As TVs e rádios, desde 1º de julho até a data do pleito eleitoral, estão proibidas de fazer piada de qualquer candidato destas eleições. A proibição tem sido divulgada em vários meios de comunicação como sendo uma decisão do Tribunal Superior Eleitoral, que também teria definido que a desobediência resultará em uma multa que poderá chegar ao valor de mais de R$ 200.000,00!
Outros meios de comunicação estão fora do alcance da "decisão".
Leitor, a proibição não partiu dos ministros do TSE, mas sim, é claro, do próprio Congresso Nacional.
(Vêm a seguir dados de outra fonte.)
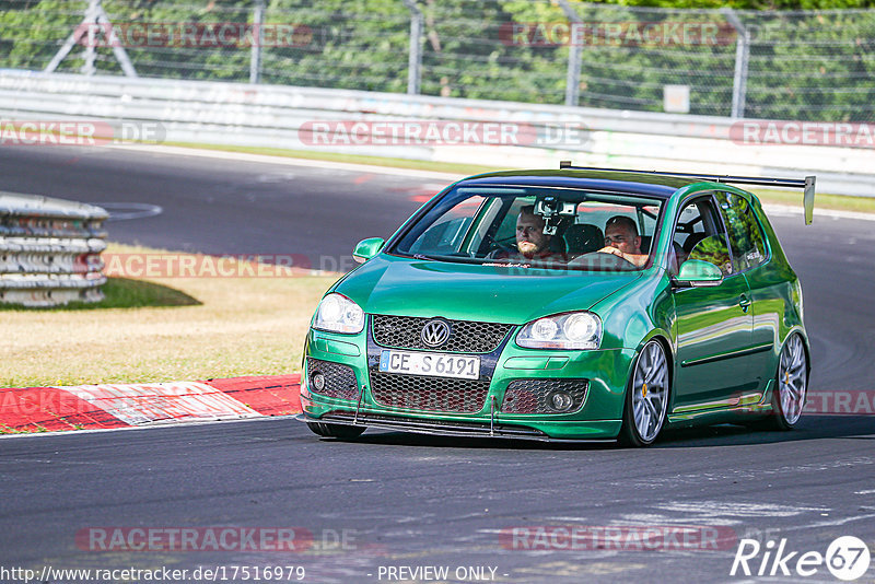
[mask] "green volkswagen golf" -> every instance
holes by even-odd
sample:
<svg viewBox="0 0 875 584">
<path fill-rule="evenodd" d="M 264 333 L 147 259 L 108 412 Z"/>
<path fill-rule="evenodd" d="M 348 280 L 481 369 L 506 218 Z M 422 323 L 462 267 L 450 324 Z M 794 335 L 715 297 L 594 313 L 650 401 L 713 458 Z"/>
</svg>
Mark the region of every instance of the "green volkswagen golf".
<svg viewBox="0 0 875 584">
<path fill-rule="evenodd" d="M 802 288 L 756 196 L 805 179 L 578 168 L 459 180 L 326 293 L 301 376 L 316 434 L 652 444 L 795 425 Z"/>
</svg>

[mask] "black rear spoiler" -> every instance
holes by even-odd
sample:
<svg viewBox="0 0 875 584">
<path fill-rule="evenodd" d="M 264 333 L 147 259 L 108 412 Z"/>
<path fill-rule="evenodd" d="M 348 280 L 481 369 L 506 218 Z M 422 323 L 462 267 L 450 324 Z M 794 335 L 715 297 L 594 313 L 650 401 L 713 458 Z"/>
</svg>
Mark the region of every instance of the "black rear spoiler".
<svg viewBox="0 0 875 584">
<path fill-rule="evenodd" d="M 735 185 L 757 185 L 762 187 L 786 187 L 803 189 L 803 206 L 805 207 L 805 224 L 809 225 L 814 215 L 814 185 L 815 176 L 805 178 L 769 178 L 757 176 L 731 176 L 718 174 L 692 174 L 692 173 L 662 173 L 656 171 L 633 171 L 629 168 L 595 168 L 592 166 L 572 166 L 570 160 L 559 163 L 559 168 L 570 171 L 598 171 L 611 173 L 635 173 L 651 174 L 656 176 L 674 176 L 676 178 L 697 178 L 700 180 L 712 180 L 714 183 L 732 183 Z"/>
</svg>

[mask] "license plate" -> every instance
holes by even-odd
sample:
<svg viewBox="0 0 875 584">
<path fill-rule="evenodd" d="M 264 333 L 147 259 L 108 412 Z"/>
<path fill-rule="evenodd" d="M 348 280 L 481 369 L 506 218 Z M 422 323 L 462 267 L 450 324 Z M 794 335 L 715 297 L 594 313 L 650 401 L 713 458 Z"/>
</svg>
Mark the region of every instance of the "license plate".
<svg viewBox="0 0 875 584">
<path fill-rule="evenodd" d="M 405 373 L 407 375 L 477 379 L 480 377 L 480 358 L 443 353 L 383 351 L 380 354 L 380 371 Z"/>
</svg>

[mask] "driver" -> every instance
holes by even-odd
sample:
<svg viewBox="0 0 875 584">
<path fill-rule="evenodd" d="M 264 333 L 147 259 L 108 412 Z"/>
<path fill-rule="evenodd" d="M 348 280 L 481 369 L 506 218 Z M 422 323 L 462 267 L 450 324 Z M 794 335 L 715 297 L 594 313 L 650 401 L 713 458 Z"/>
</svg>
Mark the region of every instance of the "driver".
<svg viewBox="0 0 875 584">
<path fill-rule="evenodd" d="M 517 261 L 567 261 L 564 254 L 550 249 L 552 235 L 544 233 L 544 218 L 535 214 L 534 205 L 523 207 L 516 218 L 517 252 L 498 252 L 491 256 Z"/>
<path fill-rule="evenodd" d="M 605 224 L 605 247 L 600 254 L 614 254 L 641 268 L 648 262 L 648 254 L 641 253 L 641 237 L 635 222 L 626 215 L 614 215 Z"/>
</svg>

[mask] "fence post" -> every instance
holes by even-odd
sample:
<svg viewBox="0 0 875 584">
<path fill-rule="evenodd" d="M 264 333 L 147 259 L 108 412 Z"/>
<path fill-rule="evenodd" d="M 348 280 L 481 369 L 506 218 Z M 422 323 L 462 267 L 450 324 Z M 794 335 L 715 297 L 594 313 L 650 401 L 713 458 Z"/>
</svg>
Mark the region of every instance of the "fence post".
<svg viewBox="0 0 875 584">
<path fill-rule="evenodd" d="M 404 0 L 410 11 L 410 55 L 407 61 L 407 93 L 419 95 L 422 78 L 422 11 L 416 0 Z"/>
<path fill-rule="evenodd" d="M 261 81 L 261 44 L 265 35 L 261 32 L 261 24 L 265 22 L 265 0 L 255 0 L 255 12 L 253 13 L 253 47 L 249 57 L 249 83 Z"/>
<path fill-rule="evenodd" d="M 730 21 L 738 38 L 735 40 L 735 74 L 732 80 L 732 113 L 733 119 L 745 117 L 745 102 L 747 100 L 747 62 L 750 57 L 750 32 L 738 19 L 731 8 L 721 9 Z"/>
<path fill-rule="evenodd" d="M 562 12 L 571 23 L 570 46 L 568 51 L 568 75 L 565 77 L 565 105 L 576 106 L 581 96 L 581 62 L 583 61 L 583 20 L 569 5 L 568 0 L 559 0 Z"/>
<path fill-rule="evenodd" d="M 61 48 L 58 49 L 58 52 L 55 54 L 49 63 L 46 66 L 46 73 L 52 73 L 63 58 L 67 57 L 71 50 L 73 50 L 73 47 L 75 47 L 77 43 L 82 40 L 84 35 L 88 35 L 88 39 L 85 42 L 85 63 L 82 66 L 81 71 L 86 75 L 93 75 L 96 72 L 94 61 L 97 58 L 97 51 L 95 50 L 97 33 L 103 32 L 104 36 L 108 37 L 113 31 L 113 23 L 106 12 L 103 10 L 101 1 L 102 0 L 89 1 L 89 8 L 85 10 L 85 17 L 81 23 L 79 23 L 79 26 L 73 30 L 72 34 L 67 37 L 67 40 L 65 40 Z M 116 60 L 118 61 L 118 65 L 121 66 L 121 70 L 125 72 L 125 74 L 127 77 L 136 78 L 137 70 L 133 68 L 133 63 L 130 62 L 130 58 L 128 58 L 125 47 L 113 42 L 110 38 L 107 38 L 107 42 L 113 47 L 113 55 L 116 56 Z"/>
</svg>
A proibição faz parte do
Código Eleitoral, aprovado em 1997, cujo teor da vedação poderá ser encontrado no artigo 45.
A regra estabelecida pelo Código visa a evitar que alguns políticos sejam, digamos, perseguidos pela imprensa televisa e radiofônica. Ou seja, enquanto alguns seriam dissecados diante da opinião pública, outros poderiam não sofrer a mesma ação da mídia. Teríamos, então, uma disputa desigual, injusta. Enquanto uns seriam apedrejados, outros não seriam lembrados por suas malvadezas com a população.
Importa esclarecer que não é vedado apenas ridicularizá-los, mas também é proibido "dar tratamento privilegiado a candidato, partido ou coligação".
O texto legal, a princípio, afigura-se razoável, mas limita a liberdade de imprensa. Além disso, como tornar igualitária a aparição de todos os candidatos, se temos uma infinidade deles? Ao mesmo tempo que se exige essa equidade nas aparições em programas de TVs e rádios, a lei não estabelece o mesmo critério quando se trata do programa eleitoral gratuito, no qual o tempo dos candidatos é proporcional ao tamanho de seus partidos. Portanto, desiguais.
Os profissionais do humor são os que se sentiram mais restringidos pela "decisão", embora a vedação legal não seja direcionada somente aos programas humorísticos.
Diante da questão, humoristas convocaram a sociedade para manifestações em todo o país, no próximo dia 22, para pressionar pela revogação da "decisão do TSE". Acredido que a manifestação conseguirá, apenas, dar início a um movimento popular pela alteração do artigos 45 do Código Eleitoral, de modo a minimizar seus efeitos negativos na liberdade de imprensa. Não vejo como se excluir das eleições 2010 as regras estabelecidas no artigo 45.
Contudo, clara está a necessidade dessa mudança, pois o texto legal limita a liberdade de imprensa. Os
abusos praticados pela mídia, evidentemente, devem receber a devida punição.
No país que é proibido proibir qualquer ato ou opinião que possa representar uma censura à arte, à imprensa, às minorias, às etnias, aos credos e a tantas filosofias e modos de vida que não agregam nenhum valor à sociedade, é inadmissível que se proiba rir dos políticos durante o período de acasalamento com o poder. Se inúmeros políticos vão rir de nós após eleitos, deixa a gente rir um pouquinho deles, agora.